Securely access generated PDFs

We provide a presigned AWS S3 URL for the generated PDFs by default. However, we also offer other methods for secure access to the generated PDF.

Below are three options to safeguard the generated PDFs.

Option 1: Use an AWS pre-signed URL

A pre-signed URL is a URL that you can provide to your users to grant temporary access to the generated PDFs.

In the create PDF API, if export_type to "json", we return a JSON response back to you, and the PDF is stored on our CDN (AWS S3). In the JSON response, there is an AWS pre-signed URL with an expiration. Although an AWS pre-signed URL is secure, anyone with the pre-signed URL has access to the PDF.

Option 2: Download the binary directly

In the create PDF API, when setting the export_type to "file", we will return the binary data of the generated PDF, and the response HTTP header Content-Disposition is set to attachment. In this case, we do not store the PDFs on our CDN.

However, there is a payload limit of 6MB for a generated PDF.

Option 3: Bring Your Own Storage(AWS)

The most secure way is to configure uploading the PDFs/images directly to your AWS S3, and we never store the PDFs. To configure this, click on the API Integration tab.

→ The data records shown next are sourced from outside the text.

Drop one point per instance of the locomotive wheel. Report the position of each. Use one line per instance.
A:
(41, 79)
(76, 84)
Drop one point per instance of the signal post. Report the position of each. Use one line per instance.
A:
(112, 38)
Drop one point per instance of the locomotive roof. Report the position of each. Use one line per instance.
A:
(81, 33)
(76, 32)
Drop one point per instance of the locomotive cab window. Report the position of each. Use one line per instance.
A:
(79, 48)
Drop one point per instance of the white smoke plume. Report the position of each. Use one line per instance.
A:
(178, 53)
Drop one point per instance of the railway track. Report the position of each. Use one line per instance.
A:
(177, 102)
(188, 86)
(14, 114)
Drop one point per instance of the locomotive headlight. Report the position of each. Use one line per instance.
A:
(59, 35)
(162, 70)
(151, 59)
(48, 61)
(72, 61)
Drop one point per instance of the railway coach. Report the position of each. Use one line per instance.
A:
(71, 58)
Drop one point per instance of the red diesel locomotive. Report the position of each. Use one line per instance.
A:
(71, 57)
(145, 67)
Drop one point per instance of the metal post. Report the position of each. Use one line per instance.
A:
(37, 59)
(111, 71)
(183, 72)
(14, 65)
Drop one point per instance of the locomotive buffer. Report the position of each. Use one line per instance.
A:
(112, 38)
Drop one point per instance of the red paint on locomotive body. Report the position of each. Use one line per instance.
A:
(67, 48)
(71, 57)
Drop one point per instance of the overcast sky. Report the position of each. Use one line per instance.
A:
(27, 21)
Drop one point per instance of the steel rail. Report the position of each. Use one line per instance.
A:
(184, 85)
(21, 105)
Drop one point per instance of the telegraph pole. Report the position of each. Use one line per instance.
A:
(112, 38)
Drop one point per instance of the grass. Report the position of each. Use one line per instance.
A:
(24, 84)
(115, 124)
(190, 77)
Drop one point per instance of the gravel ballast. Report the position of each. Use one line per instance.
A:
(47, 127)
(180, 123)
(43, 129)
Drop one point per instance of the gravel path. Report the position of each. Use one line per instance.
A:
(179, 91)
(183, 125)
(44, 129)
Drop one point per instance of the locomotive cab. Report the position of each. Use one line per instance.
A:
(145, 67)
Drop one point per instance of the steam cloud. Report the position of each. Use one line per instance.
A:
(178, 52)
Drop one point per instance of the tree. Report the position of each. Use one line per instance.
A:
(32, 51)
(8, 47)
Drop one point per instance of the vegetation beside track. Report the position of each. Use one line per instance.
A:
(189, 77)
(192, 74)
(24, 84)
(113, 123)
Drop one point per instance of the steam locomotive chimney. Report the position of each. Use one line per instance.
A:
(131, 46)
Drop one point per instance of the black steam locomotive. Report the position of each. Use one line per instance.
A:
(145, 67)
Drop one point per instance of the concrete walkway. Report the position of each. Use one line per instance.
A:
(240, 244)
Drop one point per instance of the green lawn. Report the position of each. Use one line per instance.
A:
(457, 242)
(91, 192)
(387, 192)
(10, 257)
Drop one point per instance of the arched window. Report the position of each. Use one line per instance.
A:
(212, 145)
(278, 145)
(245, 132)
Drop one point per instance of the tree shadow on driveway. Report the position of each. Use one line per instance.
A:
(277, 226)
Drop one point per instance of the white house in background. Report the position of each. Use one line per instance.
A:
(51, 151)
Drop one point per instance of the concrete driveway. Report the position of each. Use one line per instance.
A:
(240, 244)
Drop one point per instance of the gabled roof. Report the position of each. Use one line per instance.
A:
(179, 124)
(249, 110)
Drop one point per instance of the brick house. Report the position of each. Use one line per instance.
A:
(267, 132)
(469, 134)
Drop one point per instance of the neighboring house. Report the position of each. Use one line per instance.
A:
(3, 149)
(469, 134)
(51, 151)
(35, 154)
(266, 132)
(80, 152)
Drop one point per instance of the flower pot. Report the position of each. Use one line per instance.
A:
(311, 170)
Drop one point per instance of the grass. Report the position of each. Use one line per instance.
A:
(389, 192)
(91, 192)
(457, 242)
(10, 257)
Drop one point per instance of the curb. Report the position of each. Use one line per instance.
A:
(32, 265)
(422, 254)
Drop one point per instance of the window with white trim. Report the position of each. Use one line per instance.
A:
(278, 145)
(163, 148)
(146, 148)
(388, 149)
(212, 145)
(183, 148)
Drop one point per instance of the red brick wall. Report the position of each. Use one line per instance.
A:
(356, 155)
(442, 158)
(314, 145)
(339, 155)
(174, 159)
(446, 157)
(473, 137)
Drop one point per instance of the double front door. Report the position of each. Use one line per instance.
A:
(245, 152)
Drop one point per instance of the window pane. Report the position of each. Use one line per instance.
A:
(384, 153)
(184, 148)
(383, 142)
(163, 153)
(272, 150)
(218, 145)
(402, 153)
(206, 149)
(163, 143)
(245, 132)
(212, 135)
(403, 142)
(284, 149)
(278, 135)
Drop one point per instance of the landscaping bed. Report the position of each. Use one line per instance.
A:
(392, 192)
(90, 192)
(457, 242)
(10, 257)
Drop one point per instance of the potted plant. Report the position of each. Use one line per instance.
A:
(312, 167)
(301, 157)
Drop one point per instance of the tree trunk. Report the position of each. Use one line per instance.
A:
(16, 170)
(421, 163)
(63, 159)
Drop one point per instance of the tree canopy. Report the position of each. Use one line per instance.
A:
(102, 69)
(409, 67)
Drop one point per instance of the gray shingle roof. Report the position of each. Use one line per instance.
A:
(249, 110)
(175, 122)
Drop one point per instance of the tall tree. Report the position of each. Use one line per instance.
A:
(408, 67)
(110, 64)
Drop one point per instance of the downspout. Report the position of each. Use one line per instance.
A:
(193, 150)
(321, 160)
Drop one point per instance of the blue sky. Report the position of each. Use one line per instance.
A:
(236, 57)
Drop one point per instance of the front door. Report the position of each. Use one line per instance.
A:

Then, select Post Actions and enter your S3 settings.

Additional information:

  • By default we upload the generated PDFs/images to our CDN(except export_type=file). If you have configured the following S3 settings and do not want to use our CDN, please disable the cloud upload by setting the parameter cloud_storage=0 in the API.
  • Please grant the IAM user permissions to put objects(PutObject permission) into the S3 bucket. Your S3 settings are encrypted with AES-256 at rest.

*Note: By default, we log incoming requests for up to 14 days. If your requests contain sensitive data and you do not want us to store the data, please consider turning off the request logging.